Dizer que António Simões, antiga glória do Benfica e da seleção de 66, agitou as redes sociais não é informação de grande utilidade. Já todos percebemos que o estado normal delas, as redes, claro, é em forte e permanente agitação. Aliás, não deve haver melhor local para descarregar a bílis que um mural virtual. Mas desta vez um ‘magriço’ decidiu ‘abanar’ com força um dos heróis nacionais, o comendador Cristiano Ronaldo. António Simões não gostou das comparações entre Eusébio e CR7 e, em entrevista ao jornal i não se conteve: “Duas semanas antes tinha mandado o microfone para dentro de água e duas semanas depois era líder. Isto é mandar poeira para os olhos, é um atestado de estupidez a quem anda nisto”. E não se ficou por aqui, questionando até a jornalista: “Acha que com toda a gente no banco a ficar doida e o Cristiano Ronaldo a fazer de líder… foi por isso que ganhámos?”.

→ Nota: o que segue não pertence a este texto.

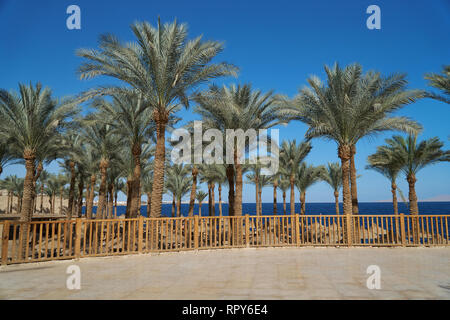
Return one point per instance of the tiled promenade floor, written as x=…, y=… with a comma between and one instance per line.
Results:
x=266, y=273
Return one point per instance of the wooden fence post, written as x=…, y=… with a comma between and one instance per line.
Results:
x=402, y=229
x=5, y=241
x=196, y=220
x=247, y=231
x=78, y=237
x=297, y=229
x=140, y=233
x=349, y=229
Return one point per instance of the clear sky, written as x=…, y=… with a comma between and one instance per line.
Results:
x=276, y=44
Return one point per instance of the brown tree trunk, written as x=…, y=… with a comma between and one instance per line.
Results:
x=355, y=209
x=71, y=190
x=213, y=200
x=28, y=190
x=344, y=155
x=161, y=119
x=193, y=191
x=394, y=197
x=275, y=186
x=209, y=200
x=173, y=206
x=136, y=183
x=90, y=202
x=302, y=202
x=292, y=180
x=149, y=197
x=413, y=206
x=110, y=200
x=230, y=178
x=336, y=201
x=238, y=195
x=220, y=199
x=102, y=190
x=257, y=194
x=80, y=197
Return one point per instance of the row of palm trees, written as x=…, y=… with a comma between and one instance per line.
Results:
x=123, y=139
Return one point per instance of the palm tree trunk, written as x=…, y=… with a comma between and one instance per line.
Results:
x=292, y=195
x=110, y=200
x=354, y=191
x=230, y=178
x=80, y=197
x=275, y=186
x=336, y=201
x=209, y=200
x=102, y=190
x=413, y=206
x=149, y=197
x=302, y=202
x=71, y=190
x=42, y=198
x=257, y=194
x=220, y=199
x=213, y=200
x=238, y=196
x=161, y=120
x=394, y=197
x=193, y=191
x=90, y=202
x=136, y=182
x=173, y=206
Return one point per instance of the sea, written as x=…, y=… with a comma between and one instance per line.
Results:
x=311, y=208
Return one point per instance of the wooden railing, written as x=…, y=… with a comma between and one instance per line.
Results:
x=67, y=239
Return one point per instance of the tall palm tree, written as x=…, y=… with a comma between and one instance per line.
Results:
x=5, y=156
x=291, y=155
x=349, y=107
x=441, y=82
x=306, y=176
x=284, y=186
x=178, y=183
x=236, y=108
x=103, y=140
x=412, y=156
x=383, y=161
x=130, y=116
x=200, y=196
x=332, y=175
x=164, y=66
x=31, y=122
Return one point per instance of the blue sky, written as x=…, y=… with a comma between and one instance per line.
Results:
x=276, y=44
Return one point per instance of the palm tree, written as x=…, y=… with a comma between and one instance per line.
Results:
x=383, y=161
x=5, y=156
x=441, y=82
x=284, y=185
x=412, y=156
x=291, y=155
x=130, y=116
x=102, y=139
x=306, y=176
x=31, y=122
x=351, y=106
x=200, y=196
x=164, y=66
x=333, y=176
x=236, y=108
x=178, y=183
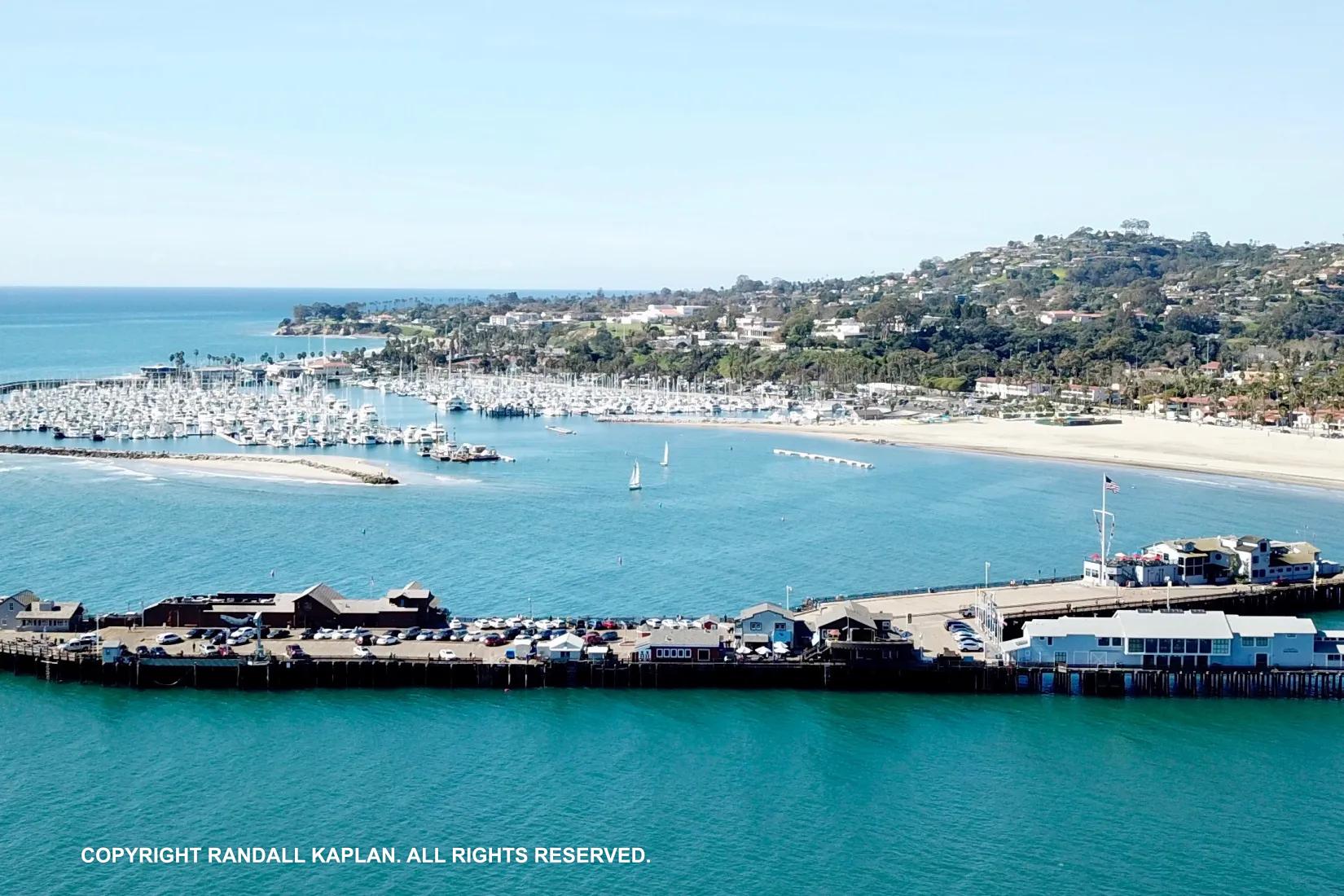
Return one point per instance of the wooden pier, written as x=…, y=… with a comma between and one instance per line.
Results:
x=936, y=678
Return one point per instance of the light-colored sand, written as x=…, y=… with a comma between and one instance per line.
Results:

Meio século depois da excelente prestação da seleção no Mundial de Inglaterra, com um brilhante terceiro lugar, a conquista do Europeu de 2016 passou a ser o maior feito do futebol nacional a nível de seleções. E as comparações entre o herói de 66, Eusébio, e Cristiano Ronaldo, três vezes vencedor da bola de ouro e, provavelmente, a caminho do quarto título de melhor do mundo, são inevitáveis. Mas isso são outras polémicas e o que importava perceber é se o comportamento do capitão da equipa nacional na final do Euro foi de um líder ou não.
“Eu diria que numa circunstância normal, aquilo de andar aos abraços e aos empurrões ao selecionador, e a dar instruções para dentro de campo, não faria muito sentido. Os jogadores precisam de uma voz de comando e essa é do Fernando Santos”, começa por explicar Jorge Silvério. Mas, para o primeiro mestre do país em Psicologia do Desporto, área onde também é doutorado, “nestas circunstâncias, tendo em conta a lesão do Ronaldo e as questões emocionais pelo facto de ser uma final, o golo do Éder e o entusiasmo que se seguiu… enfim, tudo isso ajuda a perceber esses comportamentos que, se em termos racionais podem não fazer muito sentido, são perfeitamente compreensíveis em termos emocionais”.
Especialista em liderança e Coaching, Rui Lança concorda com a ideia mas vai até mais longe, considerando que aqueles momentos vividos no prolongamento foram um exemplo “de liderança partilhada de forma consciente” entre o selecionador e o capitão. “O Cristiano estava numa zona de desconforto, algo a que não está habituado que é fora do campo e esta foi a resposta que encontrou para ajudar”, explica.
O facto de ter sido apenas CR7 e não outros jogadores que também estavam no banco a comportar-se daquela forma é, para Rui Lança “a prova do ascendente que Ronaldo tem sobre os outros jogadores e que eles próprios lhe reconhecem”. Sobre as polémicas declarações de António Simões nenhum dos ‘especialistas’ se quis pronunciar mas Rui Lança entende que as comparações como as que o ‘magriço’ fez com o antigo capitão Mário Coluna, dizendo que este seria incapaz de semelhante atitude, são comparações legítimas mas para isso é preciso enquadrá-las também no tempo e, de há 30, 40, 50 anos para cá, muita coisa mudou e nos modelos de liderança também. O próprio Fernando Santos, que Rui Lança entrevistou diversas vezes para muitos trabalhos académicos, “foi-se adaptando às diferentes formas de liderar um grupo ao longo dos tempos. E neste caso teve a inteligência de não castrar as intervenções de Ronaldo porque percebeu que elas podiam ser importantes para o coletivo. E foram”.
Mas, emoções à parte, está o capitão da seleção nacional a dar provas de ser um líder? Jorge Silvério até foi dos que teve dúvidas quando o jogador foi escolhido, por entender que “era demasiado precoce se não houvesse alguma retaguarda, o que naquela altura não sucedia”. Mas o que acontece agora é que “ele tem vindo a moldar-se, está a perceber o papel de um capitão”. Já no que diz respeito ao estilo de liderança isso depende de cada um. Mas Jorge Silvério aponta “o momento dos penáltis frente à Polónia, em que ele soube tirar a pressão toda ao Moutinho, como um modelo. Foi um belo exemplo de liderança, de alguém que conhece o jogo e sabia que o problema de Moutinho era falta de confiança e medo de errar”.
Afinal, tirando as redes sociais, o único que foi mesmo agitado e empurrado foi Fernando Santos e a esse ninguém o ouviu queixar-se. É de líder.